Lab 4 - Merge Conflicts and Misrepresentation

Lab
Important

This lab is due Monday, February 27th at 5:00pm.

Learning Goals

  • Collaborating on GitHub and resolving merge conflicts
  • Critiquing visualizations that misrepresent data
  • Improving data visualizations to better convey the right message

Getting started

  • Go to the sta199-sp23-1 organization on GitHub. Click on the repo with the prefix lab-04. It contains the starter documents you need to complete the lab.
  • Clone the repo and start a new project in RStudio. See the Lab 0 instructions for details on cloning a repo and starting a new R project.

Bonus Setup Instructions

  1. Find your team and have all team members clone the repo to create a new project on their rstudio container.
  2. Designate one student in each group to take Student Role 0
  3. STUDENT ROLE 0: add *.pdf to a newline in the file .gitignore in your project directory and then save, commit and push the changes you made to that file.
  4. All other students in the group: delete your .gitignore files and pull the changes that were pushed by team member 0.
  5. Now, all students should have .gitignore files in their directory that include the line *.pdf

Why Teams: Rationale

In the real world, data scientists and statisticians often work in research teams. It is a skill to be able to communicate and work together on common projects. Thus, the remaining labs + your project will be team based.

Teams work better when members have a common understanding of the team’s goals and expectations for collaboration. The purpose of this activity is to help your team making a plan for working together during lab and outside of the scheduled lab time.

Each team member will have some ideas about how a team should operate. These ideas may be very different. This is your opportunity to share your thoughts and ideas to promote optimal team function and prevent misunderstandings in the future.

Team Name

Discuss with your group a team name to be called. Your GitHub repos will be created for this team name moving forward. Report your team name to your Lab Leader before moving on.

Instructions

Before completing the lab today, you will complete a team agreement. Discuss each of the items below with all in-person team members. If necessary, also follow up this week with any missing team members.

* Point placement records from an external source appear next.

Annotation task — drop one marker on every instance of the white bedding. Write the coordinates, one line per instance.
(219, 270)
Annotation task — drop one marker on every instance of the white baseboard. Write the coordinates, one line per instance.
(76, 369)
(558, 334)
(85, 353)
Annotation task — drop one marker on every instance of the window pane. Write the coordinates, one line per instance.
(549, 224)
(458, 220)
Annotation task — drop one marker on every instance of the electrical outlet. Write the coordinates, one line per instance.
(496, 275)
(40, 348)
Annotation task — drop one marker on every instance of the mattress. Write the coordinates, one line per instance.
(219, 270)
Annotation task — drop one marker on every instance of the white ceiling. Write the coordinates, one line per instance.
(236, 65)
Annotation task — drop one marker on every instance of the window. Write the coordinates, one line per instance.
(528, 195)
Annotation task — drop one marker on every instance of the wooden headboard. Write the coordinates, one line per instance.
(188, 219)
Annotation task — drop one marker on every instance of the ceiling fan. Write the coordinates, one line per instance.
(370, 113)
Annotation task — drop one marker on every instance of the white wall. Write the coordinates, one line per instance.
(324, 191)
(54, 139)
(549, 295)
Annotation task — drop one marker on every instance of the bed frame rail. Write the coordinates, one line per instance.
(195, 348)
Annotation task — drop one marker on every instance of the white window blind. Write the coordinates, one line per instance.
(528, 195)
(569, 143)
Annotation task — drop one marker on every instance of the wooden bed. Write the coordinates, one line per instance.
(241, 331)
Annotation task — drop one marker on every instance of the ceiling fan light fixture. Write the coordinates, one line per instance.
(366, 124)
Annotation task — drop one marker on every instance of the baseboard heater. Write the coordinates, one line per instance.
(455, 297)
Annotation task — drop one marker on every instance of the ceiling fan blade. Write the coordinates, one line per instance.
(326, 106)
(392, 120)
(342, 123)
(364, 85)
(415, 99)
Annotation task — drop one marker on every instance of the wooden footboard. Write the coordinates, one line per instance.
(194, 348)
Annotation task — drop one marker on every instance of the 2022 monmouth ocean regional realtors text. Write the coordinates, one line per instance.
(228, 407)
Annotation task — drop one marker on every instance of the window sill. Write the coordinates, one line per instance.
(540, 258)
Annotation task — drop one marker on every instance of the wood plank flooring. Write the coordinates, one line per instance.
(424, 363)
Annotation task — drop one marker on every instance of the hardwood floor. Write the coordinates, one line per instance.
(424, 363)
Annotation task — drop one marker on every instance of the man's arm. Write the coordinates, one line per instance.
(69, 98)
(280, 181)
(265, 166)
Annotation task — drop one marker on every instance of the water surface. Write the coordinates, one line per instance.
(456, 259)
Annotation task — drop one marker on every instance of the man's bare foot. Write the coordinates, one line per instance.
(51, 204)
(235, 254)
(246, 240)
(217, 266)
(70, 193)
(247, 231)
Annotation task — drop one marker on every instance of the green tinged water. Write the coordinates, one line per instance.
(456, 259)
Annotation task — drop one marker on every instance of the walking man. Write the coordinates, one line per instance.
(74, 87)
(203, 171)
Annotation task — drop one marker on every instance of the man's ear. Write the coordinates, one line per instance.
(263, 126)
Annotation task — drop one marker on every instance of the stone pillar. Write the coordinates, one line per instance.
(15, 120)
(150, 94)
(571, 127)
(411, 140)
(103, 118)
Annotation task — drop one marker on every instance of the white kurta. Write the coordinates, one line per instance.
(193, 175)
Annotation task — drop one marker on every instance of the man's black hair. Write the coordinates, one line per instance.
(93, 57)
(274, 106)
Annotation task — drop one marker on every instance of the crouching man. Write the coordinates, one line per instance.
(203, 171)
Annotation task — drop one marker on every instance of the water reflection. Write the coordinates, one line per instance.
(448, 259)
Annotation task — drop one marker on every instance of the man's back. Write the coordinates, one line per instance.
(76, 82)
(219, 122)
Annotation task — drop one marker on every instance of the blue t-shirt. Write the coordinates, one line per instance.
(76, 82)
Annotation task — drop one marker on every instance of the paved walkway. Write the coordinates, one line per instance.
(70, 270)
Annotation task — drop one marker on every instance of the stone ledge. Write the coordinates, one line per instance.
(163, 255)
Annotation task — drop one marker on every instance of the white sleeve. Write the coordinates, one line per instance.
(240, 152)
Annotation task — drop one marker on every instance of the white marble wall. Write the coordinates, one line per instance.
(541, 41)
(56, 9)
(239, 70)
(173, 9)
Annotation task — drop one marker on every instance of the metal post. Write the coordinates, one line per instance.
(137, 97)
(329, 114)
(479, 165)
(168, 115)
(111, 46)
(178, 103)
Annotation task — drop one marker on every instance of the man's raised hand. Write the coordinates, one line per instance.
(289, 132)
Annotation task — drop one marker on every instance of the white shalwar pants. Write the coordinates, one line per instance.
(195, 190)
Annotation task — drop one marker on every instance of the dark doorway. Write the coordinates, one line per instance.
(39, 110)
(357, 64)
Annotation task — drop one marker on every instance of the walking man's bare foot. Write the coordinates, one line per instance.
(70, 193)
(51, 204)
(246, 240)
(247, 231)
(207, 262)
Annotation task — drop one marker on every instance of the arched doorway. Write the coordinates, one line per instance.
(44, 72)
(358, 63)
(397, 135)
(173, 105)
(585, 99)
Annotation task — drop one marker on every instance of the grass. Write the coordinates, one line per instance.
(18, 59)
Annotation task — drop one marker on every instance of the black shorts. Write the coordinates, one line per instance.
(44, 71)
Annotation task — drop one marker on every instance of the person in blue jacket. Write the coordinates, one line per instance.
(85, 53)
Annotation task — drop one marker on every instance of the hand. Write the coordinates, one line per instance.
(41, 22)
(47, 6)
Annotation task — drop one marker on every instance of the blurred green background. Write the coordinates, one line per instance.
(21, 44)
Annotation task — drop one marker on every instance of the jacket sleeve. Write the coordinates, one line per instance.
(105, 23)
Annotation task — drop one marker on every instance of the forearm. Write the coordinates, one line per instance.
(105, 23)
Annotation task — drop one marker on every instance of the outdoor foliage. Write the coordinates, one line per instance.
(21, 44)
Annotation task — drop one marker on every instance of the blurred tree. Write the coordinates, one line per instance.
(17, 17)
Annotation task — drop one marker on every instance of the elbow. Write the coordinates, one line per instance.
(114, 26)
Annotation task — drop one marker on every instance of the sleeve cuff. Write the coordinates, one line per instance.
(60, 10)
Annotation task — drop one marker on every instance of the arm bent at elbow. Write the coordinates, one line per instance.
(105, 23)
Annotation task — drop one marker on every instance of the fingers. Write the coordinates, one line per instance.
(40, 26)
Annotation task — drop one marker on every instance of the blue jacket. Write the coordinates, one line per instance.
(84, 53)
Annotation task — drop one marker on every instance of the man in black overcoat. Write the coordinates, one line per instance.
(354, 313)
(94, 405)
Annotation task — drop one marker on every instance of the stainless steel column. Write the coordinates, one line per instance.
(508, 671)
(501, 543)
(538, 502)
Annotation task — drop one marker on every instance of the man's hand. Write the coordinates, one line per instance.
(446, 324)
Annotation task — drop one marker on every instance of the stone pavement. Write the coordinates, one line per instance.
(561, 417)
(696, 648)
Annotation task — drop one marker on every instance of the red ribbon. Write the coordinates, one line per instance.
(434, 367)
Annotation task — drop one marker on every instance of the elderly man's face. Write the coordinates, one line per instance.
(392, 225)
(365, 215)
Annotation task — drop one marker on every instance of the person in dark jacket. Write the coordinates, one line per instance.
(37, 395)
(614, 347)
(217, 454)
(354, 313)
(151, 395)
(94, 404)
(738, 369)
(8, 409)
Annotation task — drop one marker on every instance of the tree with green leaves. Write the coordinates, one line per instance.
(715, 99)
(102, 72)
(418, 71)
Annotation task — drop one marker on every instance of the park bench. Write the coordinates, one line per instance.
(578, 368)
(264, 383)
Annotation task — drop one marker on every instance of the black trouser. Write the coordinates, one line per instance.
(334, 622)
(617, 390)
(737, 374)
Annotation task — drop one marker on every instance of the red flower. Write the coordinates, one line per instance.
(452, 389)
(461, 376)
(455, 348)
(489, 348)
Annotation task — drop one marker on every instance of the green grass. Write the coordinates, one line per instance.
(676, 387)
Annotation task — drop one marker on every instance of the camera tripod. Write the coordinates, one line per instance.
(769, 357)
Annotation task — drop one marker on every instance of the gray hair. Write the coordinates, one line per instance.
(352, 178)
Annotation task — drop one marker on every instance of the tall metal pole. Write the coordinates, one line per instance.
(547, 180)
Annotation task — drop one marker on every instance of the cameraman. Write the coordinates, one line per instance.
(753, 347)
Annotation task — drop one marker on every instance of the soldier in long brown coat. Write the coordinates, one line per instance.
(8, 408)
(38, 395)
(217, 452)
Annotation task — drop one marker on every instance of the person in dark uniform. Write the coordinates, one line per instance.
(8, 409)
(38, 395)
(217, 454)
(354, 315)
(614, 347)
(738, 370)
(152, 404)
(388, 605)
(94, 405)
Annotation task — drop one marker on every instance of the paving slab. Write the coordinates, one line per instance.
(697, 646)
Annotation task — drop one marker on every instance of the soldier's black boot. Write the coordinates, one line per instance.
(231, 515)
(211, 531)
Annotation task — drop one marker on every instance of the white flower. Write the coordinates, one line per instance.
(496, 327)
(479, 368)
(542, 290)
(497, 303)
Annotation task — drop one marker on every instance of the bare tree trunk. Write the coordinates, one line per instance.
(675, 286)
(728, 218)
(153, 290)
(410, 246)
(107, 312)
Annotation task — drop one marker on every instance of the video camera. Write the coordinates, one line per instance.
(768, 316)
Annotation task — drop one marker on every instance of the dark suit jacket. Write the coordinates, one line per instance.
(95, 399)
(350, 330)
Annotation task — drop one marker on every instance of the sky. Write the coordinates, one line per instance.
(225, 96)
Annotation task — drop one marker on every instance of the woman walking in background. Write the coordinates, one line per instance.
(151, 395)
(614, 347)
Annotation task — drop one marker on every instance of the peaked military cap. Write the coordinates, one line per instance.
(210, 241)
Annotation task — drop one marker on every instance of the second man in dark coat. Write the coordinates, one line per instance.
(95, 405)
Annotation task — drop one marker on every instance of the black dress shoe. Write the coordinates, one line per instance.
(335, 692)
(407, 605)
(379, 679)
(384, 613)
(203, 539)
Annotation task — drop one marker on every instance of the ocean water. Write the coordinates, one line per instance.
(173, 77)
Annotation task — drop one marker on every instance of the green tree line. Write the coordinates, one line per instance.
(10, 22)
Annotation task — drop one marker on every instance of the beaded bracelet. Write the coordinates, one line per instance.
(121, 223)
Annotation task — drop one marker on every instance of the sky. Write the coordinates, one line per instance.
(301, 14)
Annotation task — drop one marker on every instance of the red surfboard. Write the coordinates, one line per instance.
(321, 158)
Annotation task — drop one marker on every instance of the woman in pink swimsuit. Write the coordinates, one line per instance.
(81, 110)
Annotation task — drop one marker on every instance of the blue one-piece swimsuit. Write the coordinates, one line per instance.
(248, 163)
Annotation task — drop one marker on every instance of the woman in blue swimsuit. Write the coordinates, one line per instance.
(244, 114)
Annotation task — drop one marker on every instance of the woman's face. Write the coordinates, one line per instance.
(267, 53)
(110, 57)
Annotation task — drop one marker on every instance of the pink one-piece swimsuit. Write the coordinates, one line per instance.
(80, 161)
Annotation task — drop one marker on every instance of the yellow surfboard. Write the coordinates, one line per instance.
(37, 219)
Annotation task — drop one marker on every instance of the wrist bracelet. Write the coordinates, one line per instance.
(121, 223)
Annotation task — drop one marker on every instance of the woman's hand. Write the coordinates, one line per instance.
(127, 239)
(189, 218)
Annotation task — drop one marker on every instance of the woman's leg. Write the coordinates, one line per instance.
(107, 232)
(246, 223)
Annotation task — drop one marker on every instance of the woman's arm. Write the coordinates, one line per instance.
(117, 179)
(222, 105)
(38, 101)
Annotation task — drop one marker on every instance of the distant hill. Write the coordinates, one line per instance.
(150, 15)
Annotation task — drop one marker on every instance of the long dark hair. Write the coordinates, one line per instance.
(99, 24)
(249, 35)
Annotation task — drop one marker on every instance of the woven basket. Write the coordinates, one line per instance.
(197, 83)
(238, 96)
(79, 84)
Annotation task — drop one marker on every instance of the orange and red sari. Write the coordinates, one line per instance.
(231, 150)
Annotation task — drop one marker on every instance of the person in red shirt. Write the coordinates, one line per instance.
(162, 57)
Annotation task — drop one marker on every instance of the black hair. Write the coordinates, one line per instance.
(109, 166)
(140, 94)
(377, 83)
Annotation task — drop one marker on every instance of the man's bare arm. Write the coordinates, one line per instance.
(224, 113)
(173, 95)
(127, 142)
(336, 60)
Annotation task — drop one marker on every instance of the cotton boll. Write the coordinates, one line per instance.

Have one person act as the recorder and type the team’s decisions in the team-agreement.qmd file.

Be sure the team agrees on an item before it is added to the document.

Once the document is complete, the recorder should render, commit, and push the team agreement to GitHub. All team members can refer to this document throughout the semester.

Team Agreement

Weekly meetings

Identify a 1 - 2 hour weekly block outside of lab where the team can meet to work on assignments. All team members should block off this time on their calendar in case the group needs to meet to finish lab or work on the project.

Meeting “location”

How the team will meet to work together (e.g. in-person, Zoom, Facetime, Google Hangouts). Be sure every member is able to access the virtual meeting space, if needed. If you are unable to find a weekly time when the team can meet, briefly outline a plan to work on assignments outside of lab. Otherwise, you can delete this item.

Primary method of communication

The team’s primary method of communication outside of meetings (e.g. Slack, text messages, etc.)

How should someone notify the other members if they are unable to attend lab or a scheduled team meeting?

By when should everyone have their portion of the lab completed?

Keep in mind your team may want to have time to review the lab before turning it in to make sure it is a cohesive write up.

Any other items the team would like to discuss or plan.

Missing Teammates

If you are missing teammates for today’s lab, it is your responsibility to reach out, say hello, and communicate with them that they must contribute to the above and below questions before submitting lab-04 to Gradescope. You can find their email in the teams repo. The link to the teams repo is located on our website on the teaching team tab.

Resolving merge conflicts

Working in teams includes using a shared GitHub repo for labs and projects. Sometimes things will go swimmingly, and sometimes you’ll run into merge conflicts.  

When you and your teammates work on the lines of code within a document, and both try to push your changes, you will run into issues. Merge conflicts happen when you merge branches that have competing renders, and Git needs your help to decide which changes to incorporate in the final merge.

Our first task today is to walk you through a merge conflict!

If you haven’t yet done so since filling out the Team Agreement, now is a good time to render, commit, and push. Make sure that you render and push all changed documents and your Git pane is completely empty before proceeding.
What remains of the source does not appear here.